I am just another guinea pig of the messed-up Indian education system.
This is how Simar Singh, a 16-year-old poet, describes himself in a blog post. An accidental poet at an age when our minds are brewing with revolutionary ideas, observations, and newly acquired perceptions, but our parents and society discredit us for being rebellious.
In his latest slam poetry, Simar Singh talks about the parameters that make a boy a man. He tells how a baby boy is ascribed to become a tough man who is not supposed to cry at all, and how all of this is a form of subjugation which takes from a man the freedom of expression and liberty to feel fragile or vulnerable.
He starts by addressing the common stereotype which apparently celebrates “macho”ism – “Men Don’t Feel Pain” – and traces the root of this ideology back to our houses where men are made fun of when they cry.

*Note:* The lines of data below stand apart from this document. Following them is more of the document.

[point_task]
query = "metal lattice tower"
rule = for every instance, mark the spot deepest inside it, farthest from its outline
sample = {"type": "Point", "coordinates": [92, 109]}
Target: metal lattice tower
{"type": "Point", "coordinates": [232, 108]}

We’ve been brought up in households, which made us preach such false teachings. They told me I will soon be the man of the house, while I was just 6 years old.
These same households propagate the idea of women being the weaker sex. Patriarchy is a double edged sword which attacks the freedom of men as violently as they do women’s. He identifies all the stages when a little boy is ridiculed for crying.
And contrary to popular belief, this still is feminism.
Simar says these words before he addresses every brother, father and son in the audience who must have cried in silence because his emotional side was not welcomed. He urges people to talk to their fathers, brothers, sons, and ask what troubles them.
Men are not allowed to share, or are scared to share, the demons that trouble them. Simar Singh’s poetry is not just another rant which tried to slam patriarchy, but a wake up call for all those who decide against addressing the issue. It is a request to show some empathy.